In this paper, we propose a novel deep learning algorithm for automatic extraction of sperm morphological features. This problem is a challenging task, due to the following reasons: 1) the number of sperm images is not enough for the training phase; 2) the normal and abnormal sperm classes are highly imbalanced, thus making the problem harder; 3) the pictures are taken using a low-magnification microscope and the details of these images are not clear; 4) the pictures are very noisy; 5) the sperms should not be stained; and 6) the analysis should be done in real-time to be useful for treatment purposes.

As the first step, we introduce a new dataset for our deep learning purpose. This dataset is based on the Human Sperm Morphology Analysis dataset (HSMA-DS) [15]. It is a unique dataset based on the number of images and its characteristics. For solving problems of training sample scarcity and class imbalance, we apply data augmentation and sampling techniques, respectively. Then, we propose a deep neural network architecture that can be trained to classify the normality of sperm acrosome, head, and vacuole. The proposed model has 24 convolution, two max pooling, one average pooling, and two fully-connected layers. Our proposed model, unlike a lot of existing methods, is able to work well with non-stained pictures. In other words, our method is applicable for treatment purposes. In addition, the time required for checking each sperm is very short (under 25 milliseconds) and our method can work in real-time. Our experimental results also show the effectiveness of our method, which can be regarded as the state-of-the-art for this dataset.

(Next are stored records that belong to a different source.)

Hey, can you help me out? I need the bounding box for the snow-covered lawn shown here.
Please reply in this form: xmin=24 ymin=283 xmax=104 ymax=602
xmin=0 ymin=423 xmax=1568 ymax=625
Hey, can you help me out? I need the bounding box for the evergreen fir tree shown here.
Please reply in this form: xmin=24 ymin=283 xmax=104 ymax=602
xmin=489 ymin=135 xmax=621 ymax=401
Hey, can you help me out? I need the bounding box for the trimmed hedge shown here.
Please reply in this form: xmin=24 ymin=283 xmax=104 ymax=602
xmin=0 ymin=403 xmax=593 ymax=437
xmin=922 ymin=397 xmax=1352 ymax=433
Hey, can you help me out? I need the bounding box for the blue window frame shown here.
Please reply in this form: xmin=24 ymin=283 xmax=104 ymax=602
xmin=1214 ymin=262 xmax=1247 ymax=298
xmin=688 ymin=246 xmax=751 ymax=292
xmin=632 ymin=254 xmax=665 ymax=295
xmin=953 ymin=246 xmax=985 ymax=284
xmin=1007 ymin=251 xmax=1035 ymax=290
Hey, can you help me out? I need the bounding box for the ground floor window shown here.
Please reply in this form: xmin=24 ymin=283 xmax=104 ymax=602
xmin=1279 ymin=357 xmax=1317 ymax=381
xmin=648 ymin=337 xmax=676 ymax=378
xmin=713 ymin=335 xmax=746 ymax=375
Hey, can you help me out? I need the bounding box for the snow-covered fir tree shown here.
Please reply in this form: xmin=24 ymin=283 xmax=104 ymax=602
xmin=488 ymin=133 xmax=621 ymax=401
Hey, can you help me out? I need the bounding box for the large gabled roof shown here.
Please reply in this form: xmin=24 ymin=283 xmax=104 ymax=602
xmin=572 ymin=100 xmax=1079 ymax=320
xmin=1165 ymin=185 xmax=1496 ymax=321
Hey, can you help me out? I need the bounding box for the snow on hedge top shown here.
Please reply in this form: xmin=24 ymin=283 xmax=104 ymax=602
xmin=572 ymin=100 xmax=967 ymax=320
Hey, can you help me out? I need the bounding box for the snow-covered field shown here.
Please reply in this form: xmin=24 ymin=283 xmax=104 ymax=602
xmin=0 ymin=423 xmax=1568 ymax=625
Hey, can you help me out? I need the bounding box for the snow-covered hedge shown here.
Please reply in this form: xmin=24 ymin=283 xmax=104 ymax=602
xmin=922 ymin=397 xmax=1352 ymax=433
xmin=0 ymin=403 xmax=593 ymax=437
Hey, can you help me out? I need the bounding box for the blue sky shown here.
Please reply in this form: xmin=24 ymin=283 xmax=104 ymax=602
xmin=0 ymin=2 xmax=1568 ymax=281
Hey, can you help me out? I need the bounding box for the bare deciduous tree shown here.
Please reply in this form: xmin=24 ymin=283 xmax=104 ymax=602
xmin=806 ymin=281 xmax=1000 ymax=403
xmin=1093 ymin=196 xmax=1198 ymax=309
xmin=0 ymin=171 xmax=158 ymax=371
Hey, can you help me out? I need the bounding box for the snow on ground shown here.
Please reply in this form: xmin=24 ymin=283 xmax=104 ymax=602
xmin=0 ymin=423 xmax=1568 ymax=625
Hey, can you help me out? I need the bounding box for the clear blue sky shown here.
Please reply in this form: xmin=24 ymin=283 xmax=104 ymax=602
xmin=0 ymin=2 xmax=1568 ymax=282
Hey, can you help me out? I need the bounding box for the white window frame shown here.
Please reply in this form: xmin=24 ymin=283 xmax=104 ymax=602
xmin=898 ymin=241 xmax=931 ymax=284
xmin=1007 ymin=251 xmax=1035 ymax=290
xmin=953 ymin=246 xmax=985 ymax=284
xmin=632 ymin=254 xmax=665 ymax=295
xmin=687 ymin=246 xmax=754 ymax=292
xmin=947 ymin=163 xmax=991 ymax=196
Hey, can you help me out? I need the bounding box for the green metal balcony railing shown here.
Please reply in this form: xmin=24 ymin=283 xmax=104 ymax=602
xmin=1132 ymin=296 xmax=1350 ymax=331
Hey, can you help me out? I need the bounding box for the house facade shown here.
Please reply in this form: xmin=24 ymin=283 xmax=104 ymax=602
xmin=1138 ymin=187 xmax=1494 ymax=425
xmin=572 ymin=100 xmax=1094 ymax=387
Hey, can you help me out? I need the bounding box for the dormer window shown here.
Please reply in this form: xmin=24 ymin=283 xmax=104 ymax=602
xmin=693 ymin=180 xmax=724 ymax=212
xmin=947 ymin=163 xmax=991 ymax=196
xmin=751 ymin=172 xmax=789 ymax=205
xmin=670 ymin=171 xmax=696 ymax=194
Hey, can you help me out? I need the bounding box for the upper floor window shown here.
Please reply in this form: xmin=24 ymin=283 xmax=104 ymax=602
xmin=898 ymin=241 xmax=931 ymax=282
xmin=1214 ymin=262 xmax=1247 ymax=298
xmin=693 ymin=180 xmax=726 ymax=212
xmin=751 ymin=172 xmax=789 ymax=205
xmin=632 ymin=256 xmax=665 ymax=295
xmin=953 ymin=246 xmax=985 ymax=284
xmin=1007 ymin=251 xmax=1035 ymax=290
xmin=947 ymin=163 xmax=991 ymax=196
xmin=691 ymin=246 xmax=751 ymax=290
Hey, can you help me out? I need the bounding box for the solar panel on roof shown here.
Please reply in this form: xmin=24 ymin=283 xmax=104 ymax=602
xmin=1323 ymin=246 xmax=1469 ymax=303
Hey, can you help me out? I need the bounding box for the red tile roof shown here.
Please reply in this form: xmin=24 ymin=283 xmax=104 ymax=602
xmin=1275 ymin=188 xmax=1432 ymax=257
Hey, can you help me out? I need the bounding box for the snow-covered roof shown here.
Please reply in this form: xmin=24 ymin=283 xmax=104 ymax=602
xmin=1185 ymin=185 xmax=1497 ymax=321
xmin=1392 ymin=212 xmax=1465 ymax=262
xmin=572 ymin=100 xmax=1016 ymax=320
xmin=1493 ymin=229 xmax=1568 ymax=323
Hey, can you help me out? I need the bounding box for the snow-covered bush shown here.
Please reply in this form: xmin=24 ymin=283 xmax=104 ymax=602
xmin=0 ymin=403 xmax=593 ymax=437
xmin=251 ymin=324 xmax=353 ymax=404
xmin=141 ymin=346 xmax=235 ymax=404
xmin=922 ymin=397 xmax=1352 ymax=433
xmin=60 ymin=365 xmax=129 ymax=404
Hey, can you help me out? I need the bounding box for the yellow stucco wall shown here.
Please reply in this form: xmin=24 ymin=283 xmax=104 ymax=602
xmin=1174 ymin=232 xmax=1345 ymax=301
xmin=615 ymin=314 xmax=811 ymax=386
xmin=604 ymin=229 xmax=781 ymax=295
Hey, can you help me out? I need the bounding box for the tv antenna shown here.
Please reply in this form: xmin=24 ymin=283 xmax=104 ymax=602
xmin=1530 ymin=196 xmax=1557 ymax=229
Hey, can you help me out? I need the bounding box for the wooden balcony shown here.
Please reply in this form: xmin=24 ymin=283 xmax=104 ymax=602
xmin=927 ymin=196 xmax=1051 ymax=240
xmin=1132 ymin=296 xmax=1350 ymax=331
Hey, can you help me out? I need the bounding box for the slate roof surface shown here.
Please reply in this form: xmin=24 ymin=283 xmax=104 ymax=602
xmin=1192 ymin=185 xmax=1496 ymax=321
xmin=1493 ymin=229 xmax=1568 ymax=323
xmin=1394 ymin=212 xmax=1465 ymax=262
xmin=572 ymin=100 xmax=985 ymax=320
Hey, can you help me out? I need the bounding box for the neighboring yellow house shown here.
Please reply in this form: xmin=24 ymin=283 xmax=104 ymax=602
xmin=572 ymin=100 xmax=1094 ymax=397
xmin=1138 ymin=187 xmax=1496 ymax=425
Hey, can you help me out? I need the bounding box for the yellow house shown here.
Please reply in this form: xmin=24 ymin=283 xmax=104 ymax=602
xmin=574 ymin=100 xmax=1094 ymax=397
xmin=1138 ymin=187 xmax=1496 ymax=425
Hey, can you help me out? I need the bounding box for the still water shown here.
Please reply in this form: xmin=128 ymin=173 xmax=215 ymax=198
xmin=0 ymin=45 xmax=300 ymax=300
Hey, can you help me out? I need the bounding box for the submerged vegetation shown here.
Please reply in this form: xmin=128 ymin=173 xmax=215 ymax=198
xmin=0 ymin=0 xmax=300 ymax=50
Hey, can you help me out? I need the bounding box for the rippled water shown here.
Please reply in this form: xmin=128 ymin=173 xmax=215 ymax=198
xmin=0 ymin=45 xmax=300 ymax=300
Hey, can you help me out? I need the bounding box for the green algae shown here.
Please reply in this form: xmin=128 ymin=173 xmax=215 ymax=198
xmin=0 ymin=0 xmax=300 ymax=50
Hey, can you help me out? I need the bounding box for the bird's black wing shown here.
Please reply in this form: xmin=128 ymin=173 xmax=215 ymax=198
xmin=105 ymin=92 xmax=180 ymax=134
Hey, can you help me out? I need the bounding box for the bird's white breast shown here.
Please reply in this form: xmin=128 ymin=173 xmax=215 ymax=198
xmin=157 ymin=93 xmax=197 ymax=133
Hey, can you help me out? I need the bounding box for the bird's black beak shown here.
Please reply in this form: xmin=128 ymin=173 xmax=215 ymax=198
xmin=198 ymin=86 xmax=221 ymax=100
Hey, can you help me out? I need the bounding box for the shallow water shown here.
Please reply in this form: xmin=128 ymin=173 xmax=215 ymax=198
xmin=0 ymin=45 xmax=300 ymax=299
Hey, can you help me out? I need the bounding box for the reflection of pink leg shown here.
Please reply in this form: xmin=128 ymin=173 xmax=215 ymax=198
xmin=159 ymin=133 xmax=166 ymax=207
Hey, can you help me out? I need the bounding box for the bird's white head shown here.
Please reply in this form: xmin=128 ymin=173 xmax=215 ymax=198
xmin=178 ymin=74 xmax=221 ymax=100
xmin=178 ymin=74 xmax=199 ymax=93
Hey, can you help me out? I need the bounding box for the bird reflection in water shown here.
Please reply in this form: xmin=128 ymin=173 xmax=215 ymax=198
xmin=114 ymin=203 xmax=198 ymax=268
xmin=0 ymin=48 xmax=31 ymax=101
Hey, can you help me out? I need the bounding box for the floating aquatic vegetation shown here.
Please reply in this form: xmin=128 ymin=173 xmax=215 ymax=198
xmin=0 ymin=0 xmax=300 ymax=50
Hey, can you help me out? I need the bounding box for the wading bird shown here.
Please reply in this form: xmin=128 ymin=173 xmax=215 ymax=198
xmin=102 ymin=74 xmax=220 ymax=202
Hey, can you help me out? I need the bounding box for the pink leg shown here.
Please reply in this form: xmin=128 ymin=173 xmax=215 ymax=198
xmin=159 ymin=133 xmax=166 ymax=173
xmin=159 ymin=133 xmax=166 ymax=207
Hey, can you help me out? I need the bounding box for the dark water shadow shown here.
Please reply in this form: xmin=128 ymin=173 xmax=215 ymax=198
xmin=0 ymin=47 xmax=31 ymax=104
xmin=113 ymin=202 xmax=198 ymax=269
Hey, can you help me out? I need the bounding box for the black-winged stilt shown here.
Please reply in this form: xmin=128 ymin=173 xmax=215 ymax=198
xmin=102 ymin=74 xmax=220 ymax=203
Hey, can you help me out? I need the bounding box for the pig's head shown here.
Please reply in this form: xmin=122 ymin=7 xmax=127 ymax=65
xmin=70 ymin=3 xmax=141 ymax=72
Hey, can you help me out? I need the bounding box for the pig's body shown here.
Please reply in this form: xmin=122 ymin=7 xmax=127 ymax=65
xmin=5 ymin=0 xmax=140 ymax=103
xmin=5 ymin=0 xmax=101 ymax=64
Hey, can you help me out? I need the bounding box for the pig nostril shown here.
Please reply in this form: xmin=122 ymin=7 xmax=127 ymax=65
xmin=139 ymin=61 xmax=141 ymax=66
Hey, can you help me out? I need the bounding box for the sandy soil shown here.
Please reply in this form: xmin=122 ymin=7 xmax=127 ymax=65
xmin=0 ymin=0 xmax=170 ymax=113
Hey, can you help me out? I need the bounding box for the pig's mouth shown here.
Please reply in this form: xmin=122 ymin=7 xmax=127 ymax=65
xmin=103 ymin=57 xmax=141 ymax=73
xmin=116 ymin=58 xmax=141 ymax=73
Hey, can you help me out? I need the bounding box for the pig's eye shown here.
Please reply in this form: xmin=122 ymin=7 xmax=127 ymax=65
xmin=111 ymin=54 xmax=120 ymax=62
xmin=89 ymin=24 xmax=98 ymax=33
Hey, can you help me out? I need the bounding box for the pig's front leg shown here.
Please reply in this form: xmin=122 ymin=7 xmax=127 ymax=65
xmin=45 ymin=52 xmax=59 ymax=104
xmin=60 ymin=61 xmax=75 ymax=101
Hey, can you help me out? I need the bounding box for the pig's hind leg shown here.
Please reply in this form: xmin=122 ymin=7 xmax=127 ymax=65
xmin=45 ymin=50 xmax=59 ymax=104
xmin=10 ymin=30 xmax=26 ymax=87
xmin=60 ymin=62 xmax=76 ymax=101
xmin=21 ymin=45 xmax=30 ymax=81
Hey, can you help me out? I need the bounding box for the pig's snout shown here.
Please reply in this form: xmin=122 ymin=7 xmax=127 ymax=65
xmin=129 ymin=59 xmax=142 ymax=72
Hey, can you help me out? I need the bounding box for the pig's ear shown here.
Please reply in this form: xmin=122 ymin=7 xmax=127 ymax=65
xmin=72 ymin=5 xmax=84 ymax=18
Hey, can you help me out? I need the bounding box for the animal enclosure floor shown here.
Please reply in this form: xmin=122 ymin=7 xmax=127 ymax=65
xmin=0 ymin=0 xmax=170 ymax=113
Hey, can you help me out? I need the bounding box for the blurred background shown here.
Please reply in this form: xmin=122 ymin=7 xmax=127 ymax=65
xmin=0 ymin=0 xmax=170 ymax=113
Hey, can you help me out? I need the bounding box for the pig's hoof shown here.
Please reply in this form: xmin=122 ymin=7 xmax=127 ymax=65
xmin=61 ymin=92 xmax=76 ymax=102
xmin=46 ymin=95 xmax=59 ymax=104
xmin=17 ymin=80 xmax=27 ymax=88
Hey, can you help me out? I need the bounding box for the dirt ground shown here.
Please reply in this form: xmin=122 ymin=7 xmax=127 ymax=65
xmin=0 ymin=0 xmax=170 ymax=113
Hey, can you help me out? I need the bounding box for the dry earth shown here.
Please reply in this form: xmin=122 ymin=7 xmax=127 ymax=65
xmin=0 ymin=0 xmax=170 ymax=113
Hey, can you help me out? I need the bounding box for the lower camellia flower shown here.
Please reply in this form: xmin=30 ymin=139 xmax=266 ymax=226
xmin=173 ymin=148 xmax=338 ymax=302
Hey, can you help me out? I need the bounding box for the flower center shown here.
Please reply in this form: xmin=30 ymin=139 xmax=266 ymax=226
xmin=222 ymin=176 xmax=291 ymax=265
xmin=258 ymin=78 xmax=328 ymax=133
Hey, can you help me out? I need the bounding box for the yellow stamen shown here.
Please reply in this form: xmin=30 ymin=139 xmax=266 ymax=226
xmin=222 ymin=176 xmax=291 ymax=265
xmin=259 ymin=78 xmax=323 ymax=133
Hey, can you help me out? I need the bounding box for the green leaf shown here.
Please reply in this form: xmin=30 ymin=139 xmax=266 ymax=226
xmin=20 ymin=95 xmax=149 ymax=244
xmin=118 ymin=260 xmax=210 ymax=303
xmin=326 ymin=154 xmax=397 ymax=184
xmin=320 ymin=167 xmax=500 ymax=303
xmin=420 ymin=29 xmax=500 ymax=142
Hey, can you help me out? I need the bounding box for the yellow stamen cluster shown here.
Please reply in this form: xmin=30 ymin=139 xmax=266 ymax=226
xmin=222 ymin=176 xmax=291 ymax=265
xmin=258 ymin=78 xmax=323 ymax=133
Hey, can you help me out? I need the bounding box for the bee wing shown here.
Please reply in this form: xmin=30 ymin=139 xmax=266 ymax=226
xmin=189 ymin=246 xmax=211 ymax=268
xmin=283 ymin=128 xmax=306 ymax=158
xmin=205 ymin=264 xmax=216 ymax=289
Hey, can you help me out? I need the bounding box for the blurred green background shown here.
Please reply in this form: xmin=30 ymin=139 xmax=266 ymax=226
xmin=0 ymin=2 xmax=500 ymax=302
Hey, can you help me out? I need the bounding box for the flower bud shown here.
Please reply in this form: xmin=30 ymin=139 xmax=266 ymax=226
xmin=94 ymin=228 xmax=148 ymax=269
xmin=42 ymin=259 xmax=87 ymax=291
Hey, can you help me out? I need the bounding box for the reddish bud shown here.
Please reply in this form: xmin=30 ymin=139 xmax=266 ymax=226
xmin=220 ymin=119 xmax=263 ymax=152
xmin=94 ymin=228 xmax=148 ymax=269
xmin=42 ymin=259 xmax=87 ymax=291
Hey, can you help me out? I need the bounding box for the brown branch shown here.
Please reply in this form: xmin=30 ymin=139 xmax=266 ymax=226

The rest of the paper is organized as follows: Some previous works are reviewed in Section 2. The prepared dataset is presented in Section 3. Our proposed algorithm, including the designed deep learning model, is depicted in Section 4. Sections 5 and 6 contain a comprehensive description of experimental setup, comparisons, and discussion. Finally, conclusions and future work are summarized in Section 7.